OPINIÓN

Salvador Illa: La Vergüenza Socialista

El 2021 sigue prometiendo, ha comenzado fuerte.Desde el asalto al capitolio o la nevada histórica, hasta la temible tercera ola de covid-19.

Entre tantos acontecimientos inesperados, no podemos dejar de lado la dimisión del hasta ahora ministro de Sanidad, Salvador Illa. El PSC recibe a su nuevo candidato el pasado martes, una vez nos abandona a los españoles en el peor momento de la pandemia.

Efectivamente señores, lo han vuelto a hacer, a pesar de tener la cifra de muertos más preocupante en nuestro país en términos comparativos con la primera ola, nos abandonan.

Es decir, los socialistas vuelven a hacer de las suyas mientras demuestran descaradamente la falta de responsabilidad y compromiso con todos nosotros.

Bien es cierto, que tampoco sorprende en exceso. Estos últimos diez meses han venido marcados por la despreocupación y desinformación por parte del Gobierno de España, así como por la falta de gestión de los políticos social-comunistas que la mayoría de los ciudadanos votaron en las urnas las pasadas elecciones nacionales.

Racionalmente hablando, no creo que sean tiempos para invitar a todos los votantes de izquierdas a disfrutar lo votado, ni a seguir fomentando los conflictos de intereses políticos.

Debemos luchar por todas y cada una de las vidas de los españoles sin dejar de lado la reflexión y la coherencia.

Esta pandemia a nivel mundial y nacional nos ha afectado directa o indirectamente, dejando cifras desoladoras y estoy convencida de que todos conocemos a alguien socialista o no, que ha sufrido la enfermedad o perdido a un ser querido.

Es por esto, que lo que debemos de hacer es invitar a la sensatez, tener buen juicio y reconocer todos los recursos que el Gobierno de España tenía y tiene en su mano para hacer mejor su trabajo-o para ponerse directamente, por primera vez, manos a la obra en la lucha contra el covid-19-con el fin de ayudar a los españoles.

Sin embargo, la cruda realidad es que las decisiones de este Gobierno continuamente dejan mucho que desear.

Con respecto al tema de Salvador Illa, sin ir más lejos, nos damos cuenta de la gran falta de responsabilidad como ministro, que supone lavarse las manos.

Su decisión me parece antiética y cobarde, teniendo en cuenta que la situación en los hospitales de España es complicada, los cuales van a encontrarse prontamente al límite del colapsoy, por otro lado, contemplando un notable empeoramiento en los datos, ya que la incidencia acumulada de casos covid-19 está en modo ascendente, casi llegando a los 895 casos por cada 100000 habitantes.

El Gobierno de España, demuestra nuevamente su falta de compromiso con los españoles, dejando de lado la salud y despreocupándose de la administración del ministerio actualmente más activo e indispensable del país.

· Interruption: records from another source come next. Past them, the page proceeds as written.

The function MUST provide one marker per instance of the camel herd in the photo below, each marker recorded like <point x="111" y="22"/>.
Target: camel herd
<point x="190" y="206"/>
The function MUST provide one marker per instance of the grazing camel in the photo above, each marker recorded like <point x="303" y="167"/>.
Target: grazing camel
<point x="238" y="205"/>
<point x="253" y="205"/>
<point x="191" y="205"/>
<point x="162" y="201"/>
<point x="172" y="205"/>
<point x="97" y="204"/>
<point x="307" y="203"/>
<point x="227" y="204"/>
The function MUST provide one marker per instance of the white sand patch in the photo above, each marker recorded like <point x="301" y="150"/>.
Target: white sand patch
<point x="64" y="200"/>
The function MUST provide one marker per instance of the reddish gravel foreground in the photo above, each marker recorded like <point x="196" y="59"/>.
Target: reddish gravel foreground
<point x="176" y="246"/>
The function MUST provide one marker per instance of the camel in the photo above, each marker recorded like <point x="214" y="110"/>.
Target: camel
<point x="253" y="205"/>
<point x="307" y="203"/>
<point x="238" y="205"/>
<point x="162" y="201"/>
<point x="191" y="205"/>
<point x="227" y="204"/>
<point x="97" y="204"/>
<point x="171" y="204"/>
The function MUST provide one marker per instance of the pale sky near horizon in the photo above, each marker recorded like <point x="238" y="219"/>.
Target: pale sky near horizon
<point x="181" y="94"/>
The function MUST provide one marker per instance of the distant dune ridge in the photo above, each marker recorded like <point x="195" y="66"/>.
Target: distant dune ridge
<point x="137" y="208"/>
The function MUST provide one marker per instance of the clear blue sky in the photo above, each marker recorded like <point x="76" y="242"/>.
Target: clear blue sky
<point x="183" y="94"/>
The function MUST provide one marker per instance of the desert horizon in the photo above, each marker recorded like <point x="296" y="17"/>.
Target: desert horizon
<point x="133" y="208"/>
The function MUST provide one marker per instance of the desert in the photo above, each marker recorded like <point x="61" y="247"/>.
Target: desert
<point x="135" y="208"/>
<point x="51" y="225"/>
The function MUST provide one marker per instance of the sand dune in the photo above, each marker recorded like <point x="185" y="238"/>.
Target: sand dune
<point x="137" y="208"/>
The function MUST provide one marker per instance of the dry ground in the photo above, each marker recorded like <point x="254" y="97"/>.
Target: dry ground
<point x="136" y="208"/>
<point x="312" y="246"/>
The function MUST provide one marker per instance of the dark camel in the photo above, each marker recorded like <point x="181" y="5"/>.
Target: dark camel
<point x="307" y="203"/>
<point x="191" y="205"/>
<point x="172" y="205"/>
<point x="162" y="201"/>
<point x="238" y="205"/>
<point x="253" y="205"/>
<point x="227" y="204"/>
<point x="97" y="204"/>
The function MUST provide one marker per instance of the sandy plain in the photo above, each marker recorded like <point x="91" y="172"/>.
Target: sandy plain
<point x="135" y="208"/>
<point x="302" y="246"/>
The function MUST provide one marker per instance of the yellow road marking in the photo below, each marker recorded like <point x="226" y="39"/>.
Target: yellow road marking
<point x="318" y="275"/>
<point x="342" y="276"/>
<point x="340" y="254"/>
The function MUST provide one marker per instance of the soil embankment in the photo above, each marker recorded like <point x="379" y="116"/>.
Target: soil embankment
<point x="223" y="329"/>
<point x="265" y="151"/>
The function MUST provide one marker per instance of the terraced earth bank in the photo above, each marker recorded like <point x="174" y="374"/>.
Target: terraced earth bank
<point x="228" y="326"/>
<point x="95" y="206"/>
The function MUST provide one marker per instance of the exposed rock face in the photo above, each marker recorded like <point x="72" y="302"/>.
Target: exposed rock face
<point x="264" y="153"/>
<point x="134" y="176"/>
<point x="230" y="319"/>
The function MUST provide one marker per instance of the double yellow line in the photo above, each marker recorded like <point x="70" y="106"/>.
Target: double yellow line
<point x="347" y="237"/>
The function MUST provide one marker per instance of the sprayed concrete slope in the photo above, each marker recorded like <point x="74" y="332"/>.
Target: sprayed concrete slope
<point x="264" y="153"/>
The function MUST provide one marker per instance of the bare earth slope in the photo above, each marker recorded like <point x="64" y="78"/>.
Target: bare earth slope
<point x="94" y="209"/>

Aunque claro, ¿qué podíamos seguir esperando de una persona filósofa que entró al Gobierno sin preparación alguna en materia sanitaria,simplemente por la cuestión del cupo catalán? ¿O de un ministro que llegó a olvidarse de comprar material sanitario como las jeringuillas, a la hora de poner vacunas? ¿Y cuándo se quedó corto de mascarillas en las anteriores olas de la pandemia…? En definitiva, este Gobierno es decepcionante, tiene de todo menos coherencia, y muy pocas luces.

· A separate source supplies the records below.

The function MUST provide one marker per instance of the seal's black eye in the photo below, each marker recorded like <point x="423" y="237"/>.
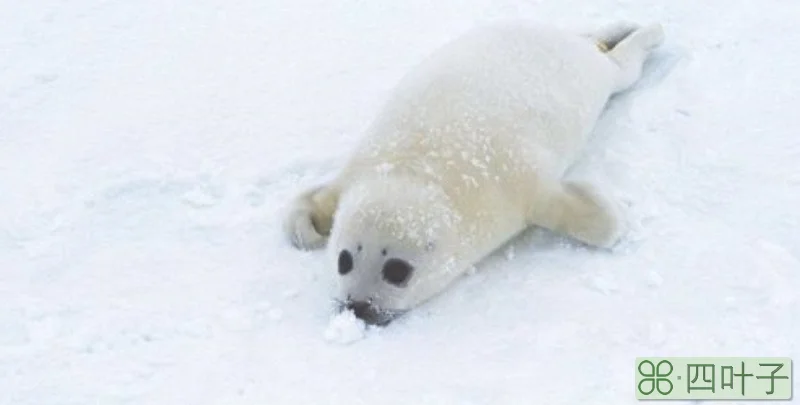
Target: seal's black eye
<point x="397" y="272"/>
<point x="345" y="262"/>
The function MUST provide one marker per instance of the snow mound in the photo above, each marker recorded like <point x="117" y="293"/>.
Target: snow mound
<point x="345" y="328"/>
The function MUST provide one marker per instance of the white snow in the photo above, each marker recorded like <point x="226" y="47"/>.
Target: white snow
<point x="147" y="148"/>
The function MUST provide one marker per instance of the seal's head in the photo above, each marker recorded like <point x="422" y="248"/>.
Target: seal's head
<point x="392" y="244"/>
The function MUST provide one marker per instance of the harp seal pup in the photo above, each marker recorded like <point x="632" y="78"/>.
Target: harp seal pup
<point x="469" y="151"/>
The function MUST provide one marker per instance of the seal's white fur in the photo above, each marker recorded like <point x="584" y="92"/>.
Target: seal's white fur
<point x="470" y="150"/>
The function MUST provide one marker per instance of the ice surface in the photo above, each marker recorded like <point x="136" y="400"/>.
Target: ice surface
<point x="147" y="147"/>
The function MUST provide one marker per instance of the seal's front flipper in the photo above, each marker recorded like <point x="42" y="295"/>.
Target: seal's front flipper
<point x="309" y="219"/>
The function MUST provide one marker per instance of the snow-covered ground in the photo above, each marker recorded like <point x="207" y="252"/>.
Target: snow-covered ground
<point x="147" y="149"/>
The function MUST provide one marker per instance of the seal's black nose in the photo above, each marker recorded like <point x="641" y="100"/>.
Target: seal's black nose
<point x="370" y="314"/>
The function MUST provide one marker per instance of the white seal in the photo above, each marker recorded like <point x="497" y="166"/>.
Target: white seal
<point x="470" y="150"/>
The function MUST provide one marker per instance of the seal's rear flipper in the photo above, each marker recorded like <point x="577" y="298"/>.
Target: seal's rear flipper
<point x="607" y="37"/>
<point x="631" y="52"/>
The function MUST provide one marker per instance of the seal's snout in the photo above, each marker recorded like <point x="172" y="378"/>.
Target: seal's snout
<point x="370" y="314"/>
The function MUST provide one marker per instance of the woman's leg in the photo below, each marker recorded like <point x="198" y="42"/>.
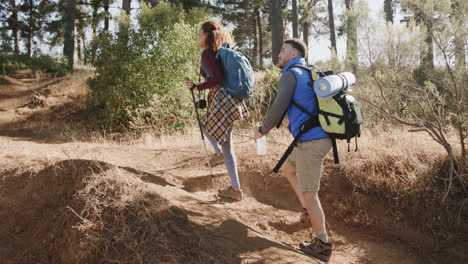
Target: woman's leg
<point x="230" y="161"/>
<point x="216" y="146"/>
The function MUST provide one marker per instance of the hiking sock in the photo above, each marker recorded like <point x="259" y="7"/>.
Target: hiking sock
<point x="323" y="237"/>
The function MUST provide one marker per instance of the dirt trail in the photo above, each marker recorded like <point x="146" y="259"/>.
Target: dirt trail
<point x="263" y="228"/>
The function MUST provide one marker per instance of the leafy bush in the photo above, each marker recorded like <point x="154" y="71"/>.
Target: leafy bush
<point x="43" y="64"/>
<point x="140" y="70"/>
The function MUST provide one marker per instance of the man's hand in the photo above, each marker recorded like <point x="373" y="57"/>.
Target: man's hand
<point x="189" y="83"/>
<point x="257" y="135"/>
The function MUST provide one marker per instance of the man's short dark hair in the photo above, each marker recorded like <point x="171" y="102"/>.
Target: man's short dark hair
<point x="299" y="45"/>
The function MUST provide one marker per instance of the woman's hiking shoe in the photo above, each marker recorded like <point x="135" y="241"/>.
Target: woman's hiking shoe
<point x="304" y="218"/>
<point x="231" y="193"/>
<point x="216" y="159"/>
<point x="317" y="248"/>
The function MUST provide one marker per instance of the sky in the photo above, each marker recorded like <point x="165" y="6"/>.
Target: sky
<point x="319" y="48"/>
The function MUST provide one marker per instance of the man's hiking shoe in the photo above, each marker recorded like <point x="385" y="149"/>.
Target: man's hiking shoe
<point x="231" y="193"/>
<point x="317" y="248"/>
<point x="304" y="218"/>
<point x="216" y="159"/>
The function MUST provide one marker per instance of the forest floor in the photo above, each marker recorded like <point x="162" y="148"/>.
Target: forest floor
<point x="51" y="167"/>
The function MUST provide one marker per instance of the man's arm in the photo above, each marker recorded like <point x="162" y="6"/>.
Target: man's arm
<point x="287" y="86"/>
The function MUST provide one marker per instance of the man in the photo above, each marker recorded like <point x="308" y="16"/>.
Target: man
<point x="303" y="168"/>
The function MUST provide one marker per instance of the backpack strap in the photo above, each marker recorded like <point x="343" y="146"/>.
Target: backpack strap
<point x="315" y="76"/>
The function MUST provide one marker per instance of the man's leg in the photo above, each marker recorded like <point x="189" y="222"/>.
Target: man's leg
<point x="316" y="215"/>
<point x="289" y="172"/>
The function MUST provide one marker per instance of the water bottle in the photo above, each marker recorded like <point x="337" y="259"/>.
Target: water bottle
<point x="261" y="146"/>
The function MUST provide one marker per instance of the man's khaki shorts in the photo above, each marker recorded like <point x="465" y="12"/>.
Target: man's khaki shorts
<point x="307" y="159"/>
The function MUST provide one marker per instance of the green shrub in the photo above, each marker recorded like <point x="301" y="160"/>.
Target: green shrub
<point x="140" y="70"/>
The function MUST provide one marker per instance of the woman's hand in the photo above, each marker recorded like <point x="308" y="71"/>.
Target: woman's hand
<point x="189" y="83"/>
<point x="257" y="134"/>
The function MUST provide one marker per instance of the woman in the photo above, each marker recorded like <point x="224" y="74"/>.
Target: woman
<point x="222" y="109"/>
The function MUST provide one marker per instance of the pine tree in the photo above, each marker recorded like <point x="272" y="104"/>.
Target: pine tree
<point x="276" y="29"/>
<point x="331" y="24"/>
<point x="69" y="37"/>
<point x="351" y="36"/>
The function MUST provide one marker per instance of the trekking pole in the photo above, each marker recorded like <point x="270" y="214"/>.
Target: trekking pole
<point x="204" y="143"/>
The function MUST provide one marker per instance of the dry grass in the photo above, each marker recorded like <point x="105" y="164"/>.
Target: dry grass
<point x="396" y="184"/>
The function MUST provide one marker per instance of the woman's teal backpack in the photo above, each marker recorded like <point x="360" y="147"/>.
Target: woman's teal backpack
<point x="238" y="73"/>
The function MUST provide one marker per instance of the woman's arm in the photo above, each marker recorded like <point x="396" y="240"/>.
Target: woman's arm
<point x="214" y="67"/>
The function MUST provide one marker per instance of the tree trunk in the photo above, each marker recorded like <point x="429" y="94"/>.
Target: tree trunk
<point x="79" y="41"/>
<point x="255" y="51"/>
<point x="427" y="54"/>
<point x="388" y="10"/>
<point x="107" y="15"/>
<point x="305" y="33"/>
<point x="276" y="29"/>
<point x="294" y="19"/>
<point x="14" y="26"/>
<point x="126" y="6"/>
<point x="260" y="36"/>
<point x="68" y="47"/>
<point x="331" y="24"/>
<point x="351" y="37"/>
<point x="30" y="27"/>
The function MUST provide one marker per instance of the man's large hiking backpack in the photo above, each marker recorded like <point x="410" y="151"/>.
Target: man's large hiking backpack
<point x="340" y="116"/>
<point x="238" y="73"/>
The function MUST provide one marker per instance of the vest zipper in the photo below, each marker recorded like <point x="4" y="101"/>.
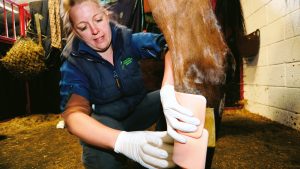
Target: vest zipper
<point x="116" y="77"/>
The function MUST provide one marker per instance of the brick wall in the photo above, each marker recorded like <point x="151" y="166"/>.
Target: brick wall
<point x="272" y="79"/>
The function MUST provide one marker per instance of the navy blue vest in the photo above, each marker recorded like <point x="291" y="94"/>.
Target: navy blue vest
<point x="115" y="90"/>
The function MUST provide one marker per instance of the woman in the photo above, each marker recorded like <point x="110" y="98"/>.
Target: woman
<point x="104" y="102"/>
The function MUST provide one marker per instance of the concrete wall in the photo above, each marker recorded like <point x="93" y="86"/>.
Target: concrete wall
<point x="272" y="80"/>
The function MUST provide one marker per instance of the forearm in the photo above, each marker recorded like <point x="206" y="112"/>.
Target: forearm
<point x="90" y="130"/>
<point x="168" y="72"/>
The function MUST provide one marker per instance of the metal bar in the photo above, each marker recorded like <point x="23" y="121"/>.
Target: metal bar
<point x="22" y="20"/>
<point x="242" y="81"/>
<point x="5" y="19"/>
<point x="13" y="21"/>
<point x="5" y="39"/>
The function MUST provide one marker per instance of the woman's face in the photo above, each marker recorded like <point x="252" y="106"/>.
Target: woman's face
<point x="91" y="24"/>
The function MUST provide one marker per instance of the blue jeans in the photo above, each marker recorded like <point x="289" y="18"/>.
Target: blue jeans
<point x="148" y="112"/>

Finalmente, veremos que sucede en las próximas elecciones autonómicas catalanas, cuando Cataluña tenga que elegir al representante que más se ajuste a las demandas del ciudadano en los tiempos que corren…la gran incógnita es: ¿volverán a confiar en un ministro que decide abandonarnos en mitad de una crisis sanitaria?

Unas elecciones, que, por cierto, han disparado el voto por correo, ya que permiten votar en las urnas a las personas positivas en covid-19, para supuestamente, proteger el derecho a la participación política y también la salud.

La conclusión es por decirlo suavemente en términos generales- que vamos de fracaso en fracaso y quetodo bajo este Gobierno de España es muy ilógico, sinceramente.